I recently caught the first few episodes of Angel on cable and was underwhelmed. Angel seemed wooden. His little sidekick was annoying. Cordelia was largely a one-note airhead.
Does the series change dramatically in tone or depth after the initial episodes? Or should I just accept that if they didn’t work for me, the whole series won’t?
It’s hard to imagine that I could enjoy Buffy so much and not get into Angel, but there it is.
Yes, enormously so, to a far greater extent than Buffy did after its own somewhat underwhelming first season. Really, first season Angel was pretty dire, for the most part. It started to pick up after they added Wesley to the cast, about halfway through the first season. It starts really hitting its stride in the second season, and just keeps getting better until it’s fourth year, which for my money is the single best season of any television show I’ve ever seen.

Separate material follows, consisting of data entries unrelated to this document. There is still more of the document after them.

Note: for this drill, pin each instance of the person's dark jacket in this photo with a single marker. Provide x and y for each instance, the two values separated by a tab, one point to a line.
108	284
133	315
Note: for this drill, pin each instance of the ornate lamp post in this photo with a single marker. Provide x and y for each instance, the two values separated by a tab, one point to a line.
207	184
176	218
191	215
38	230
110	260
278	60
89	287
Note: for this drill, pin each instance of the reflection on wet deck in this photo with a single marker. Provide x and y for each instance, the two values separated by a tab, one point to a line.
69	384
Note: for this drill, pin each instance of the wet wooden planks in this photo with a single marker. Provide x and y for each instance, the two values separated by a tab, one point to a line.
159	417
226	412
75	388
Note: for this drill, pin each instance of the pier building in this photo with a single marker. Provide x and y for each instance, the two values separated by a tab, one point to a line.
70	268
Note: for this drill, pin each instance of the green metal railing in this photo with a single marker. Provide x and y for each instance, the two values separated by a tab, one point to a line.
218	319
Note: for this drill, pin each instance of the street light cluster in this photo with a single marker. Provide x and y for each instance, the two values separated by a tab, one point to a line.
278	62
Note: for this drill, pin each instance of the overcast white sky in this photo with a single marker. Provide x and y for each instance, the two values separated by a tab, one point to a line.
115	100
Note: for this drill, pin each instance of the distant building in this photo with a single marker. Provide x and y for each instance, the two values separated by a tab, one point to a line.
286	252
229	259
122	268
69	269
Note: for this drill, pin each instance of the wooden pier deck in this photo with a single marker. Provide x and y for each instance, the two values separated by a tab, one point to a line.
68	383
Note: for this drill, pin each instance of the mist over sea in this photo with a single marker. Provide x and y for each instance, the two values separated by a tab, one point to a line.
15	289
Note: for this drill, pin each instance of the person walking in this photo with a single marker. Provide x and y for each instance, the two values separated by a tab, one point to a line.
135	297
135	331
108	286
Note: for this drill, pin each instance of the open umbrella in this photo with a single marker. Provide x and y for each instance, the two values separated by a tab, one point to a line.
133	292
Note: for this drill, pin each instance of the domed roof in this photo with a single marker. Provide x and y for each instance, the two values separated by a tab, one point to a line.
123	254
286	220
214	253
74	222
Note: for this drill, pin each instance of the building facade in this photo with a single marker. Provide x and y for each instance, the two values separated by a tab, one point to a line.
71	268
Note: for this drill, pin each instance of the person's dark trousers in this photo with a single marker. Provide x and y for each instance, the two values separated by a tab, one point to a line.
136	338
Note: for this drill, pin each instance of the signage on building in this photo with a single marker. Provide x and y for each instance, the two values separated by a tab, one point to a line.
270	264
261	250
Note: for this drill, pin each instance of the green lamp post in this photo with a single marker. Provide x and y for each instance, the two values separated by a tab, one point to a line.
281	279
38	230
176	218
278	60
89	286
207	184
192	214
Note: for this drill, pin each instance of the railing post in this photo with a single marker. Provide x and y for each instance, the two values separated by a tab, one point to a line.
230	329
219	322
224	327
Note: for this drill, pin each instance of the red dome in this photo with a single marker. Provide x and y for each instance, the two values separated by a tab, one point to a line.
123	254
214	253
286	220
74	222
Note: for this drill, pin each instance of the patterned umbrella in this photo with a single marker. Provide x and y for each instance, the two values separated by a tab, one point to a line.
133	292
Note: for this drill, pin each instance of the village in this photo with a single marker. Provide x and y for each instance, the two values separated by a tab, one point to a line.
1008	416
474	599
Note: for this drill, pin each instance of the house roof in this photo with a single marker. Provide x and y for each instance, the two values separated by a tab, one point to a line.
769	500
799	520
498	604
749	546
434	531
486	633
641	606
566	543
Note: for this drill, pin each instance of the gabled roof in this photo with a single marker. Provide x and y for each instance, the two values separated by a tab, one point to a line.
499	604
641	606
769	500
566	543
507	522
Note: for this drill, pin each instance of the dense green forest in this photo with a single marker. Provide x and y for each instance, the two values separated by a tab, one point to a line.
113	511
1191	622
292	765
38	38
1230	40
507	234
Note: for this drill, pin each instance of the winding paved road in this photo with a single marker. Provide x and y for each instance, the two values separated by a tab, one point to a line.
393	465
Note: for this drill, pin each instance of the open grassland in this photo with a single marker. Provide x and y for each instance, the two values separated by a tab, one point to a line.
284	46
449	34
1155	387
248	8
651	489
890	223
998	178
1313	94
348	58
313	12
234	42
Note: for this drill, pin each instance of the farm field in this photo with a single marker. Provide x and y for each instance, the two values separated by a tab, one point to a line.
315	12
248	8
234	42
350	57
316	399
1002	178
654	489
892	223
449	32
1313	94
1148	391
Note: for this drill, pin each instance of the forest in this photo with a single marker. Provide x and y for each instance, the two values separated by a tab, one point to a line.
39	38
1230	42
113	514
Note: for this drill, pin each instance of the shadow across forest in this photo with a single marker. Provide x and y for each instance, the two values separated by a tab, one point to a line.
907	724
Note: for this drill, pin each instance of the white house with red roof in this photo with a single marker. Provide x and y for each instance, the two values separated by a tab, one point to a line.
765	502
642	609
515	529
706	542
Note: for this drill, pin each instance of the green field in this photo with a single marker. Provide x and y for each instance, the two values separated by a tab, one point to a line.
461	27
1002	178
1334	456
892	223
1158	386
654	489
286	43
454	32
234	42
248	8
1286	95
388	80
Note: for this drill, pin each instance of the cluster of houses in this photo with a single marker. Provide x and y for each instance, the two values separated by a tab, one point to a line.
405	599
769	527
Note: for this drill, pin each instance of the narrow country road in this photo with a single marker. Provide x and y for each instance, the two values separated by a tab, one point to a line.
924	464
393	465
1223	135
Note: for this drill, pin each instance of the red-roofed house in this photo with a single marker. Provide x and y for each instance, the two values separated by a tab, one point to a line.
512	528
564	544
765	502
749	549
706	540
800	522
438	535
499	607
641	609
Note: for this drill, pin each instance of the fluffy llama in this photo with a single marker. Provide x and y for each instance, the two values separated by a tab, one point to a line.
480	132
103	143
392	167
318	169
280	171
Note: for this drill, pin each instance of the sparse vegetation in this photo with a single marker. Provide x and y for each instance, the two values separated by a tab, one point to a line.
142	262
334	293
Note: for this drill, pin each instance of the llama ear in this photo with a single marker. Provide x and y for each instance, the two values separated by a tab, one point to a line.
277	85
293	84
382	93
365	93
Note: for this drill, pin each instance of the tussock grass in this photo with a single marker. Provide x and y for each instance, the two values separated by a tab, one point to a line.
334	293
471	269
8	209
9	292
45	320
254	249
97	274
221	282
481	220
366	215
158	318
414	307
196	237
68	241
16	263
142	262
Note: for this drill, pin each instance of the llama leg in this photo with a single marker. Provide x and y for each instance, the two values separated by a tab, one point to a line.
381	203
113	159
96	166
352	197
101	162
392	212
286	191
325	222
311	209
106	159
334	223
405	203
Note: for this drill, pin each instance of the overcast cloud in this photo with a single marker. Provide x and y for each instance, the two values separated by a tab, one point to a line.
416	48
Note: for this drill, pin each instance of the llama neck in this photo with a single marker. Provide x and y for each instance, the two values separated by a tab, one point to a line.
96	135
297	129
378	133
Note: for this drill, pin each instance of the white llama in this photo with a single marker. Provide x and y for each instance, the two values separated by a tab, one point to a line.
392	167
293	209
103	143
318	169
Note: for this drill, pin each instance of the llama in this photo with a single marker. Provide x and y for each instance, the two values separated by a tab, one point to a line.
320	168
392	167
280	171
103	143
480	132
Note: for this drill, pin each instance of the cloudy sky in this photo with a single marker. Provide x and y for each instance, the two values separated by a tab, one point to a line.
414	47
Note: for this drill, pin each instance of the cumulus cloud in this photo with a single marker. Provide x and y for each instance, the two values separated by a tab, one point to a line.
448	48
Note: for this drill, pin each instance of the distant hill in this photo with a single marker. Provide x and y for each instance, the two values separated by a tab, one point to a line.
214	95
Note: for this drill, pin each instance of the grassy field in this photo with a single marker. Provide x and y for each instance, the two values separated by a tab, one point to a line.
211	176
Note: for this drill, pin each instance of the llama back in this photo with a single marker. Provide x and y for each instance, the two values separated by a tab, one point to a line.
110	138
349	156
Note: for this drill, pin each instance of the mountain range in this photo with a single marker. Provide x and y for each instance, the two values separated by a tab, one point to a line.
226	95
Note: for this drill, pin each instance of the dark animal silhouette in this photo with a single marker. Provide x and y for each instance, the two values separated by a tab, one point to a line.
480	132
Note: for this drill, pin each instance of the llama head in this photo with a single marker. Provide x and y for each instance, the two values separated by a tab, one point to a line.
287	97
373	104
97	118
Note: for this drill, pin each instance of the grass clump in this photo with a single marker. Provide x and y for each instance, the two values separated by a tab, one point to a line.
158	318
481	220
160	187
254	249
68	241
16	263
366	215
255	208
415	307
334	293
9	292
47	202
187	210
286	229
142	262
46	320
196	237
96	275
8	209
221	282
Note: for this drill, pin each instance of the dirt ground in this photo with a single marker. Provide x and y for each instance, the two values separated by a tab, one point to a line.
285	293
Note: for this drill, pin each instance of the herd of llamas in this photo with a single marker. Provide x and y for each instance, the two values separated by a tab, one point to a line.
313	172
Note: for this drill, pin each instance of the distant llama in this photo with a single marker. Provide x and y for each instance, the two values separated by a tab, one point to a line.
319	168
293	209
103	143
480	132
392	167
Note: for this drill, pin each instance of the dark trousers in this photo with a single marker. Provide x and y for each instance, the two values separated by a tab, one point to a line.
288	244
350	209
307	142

Angel hits its stride when they do a little shuffling. As Miller noted above, the addition of Wes really added to the dynamic. The end of Season 1 gets things really going, and it just builds from there. Differing from Miller, I think Season 5 is the strongest, even if it has a rushed ending. But the whole show is about something different than Buffy. Redemption is a powerful theme. There are some very adult things going on in this series. That, and the characters are darker. Not that it’s not without its humor:
Angel: So I guess we should, I don’t know, talk?
Eve: About what?
Angel: About what happened back there with us.
Eve: Angel, it’s not like this is the first time I’ve had sex under a mystical influence. I went to U.C. Santa Cruz.
But you do have to come at Angel a bit differently than you did Buffy. But they are both great in their own ways. I’m so Joss Whedon’s bitch.
Angel does seem a bit wooden, but David Boreanez gets much better as the series progresses. I just wave David’s sometimes underwhelming performance away by reminding myself that Angel is extremely uncomfortable around people. He spent some 150 years as the Scourge of Europe, and then he spent another 100 year shunning vampires and humans, living in sewers, and eating rats. Now he’s got to learn how to live among humans and help them without completely giving in to his heavy guilt OR breaking down and killing the lot of them.
And as I love S1 of Buffy, I also adore S1 of AtS. I love Wesley. I love the dynamic between the three of them. I love watching Angel slowly but surely learn what it means to really care for people (besides his All Consuming and Epic Love For Buffy puke).
I love all the seasons of Angel more or less equally, but I think the last half of S3 is unbelievably, devastatingly powerful.
And I, too, am Joss Whedon’s bitch. Which is why I’m following the comics now and eagerly waiting for his new show so he can destroy me again.
But I’ll bet even you teared up a bit during “I Will Remember You.”
Buffy was a silly girl. It’s not like she would have to go all government-worker - “Sorry, can’t slay the vampire sucking on your neck - I’m on a break.” It could have just been an…understanding.
Licentious, different strokes for different folks and all that, but I’ve never found Smallville to be anywhere near as clever and entertaining as Buffy or Angel. I can forgive a lot when the dialogue is snappy and witty, and I actually care about the characters.
if the episode to which you are referring is The Zeppo, I think that defined Xander very well. Besides, the Scoobies had to have one non mystical in their ranks, otherwise who would be the normalcy compass?
**Angel **(the episode) has been watched.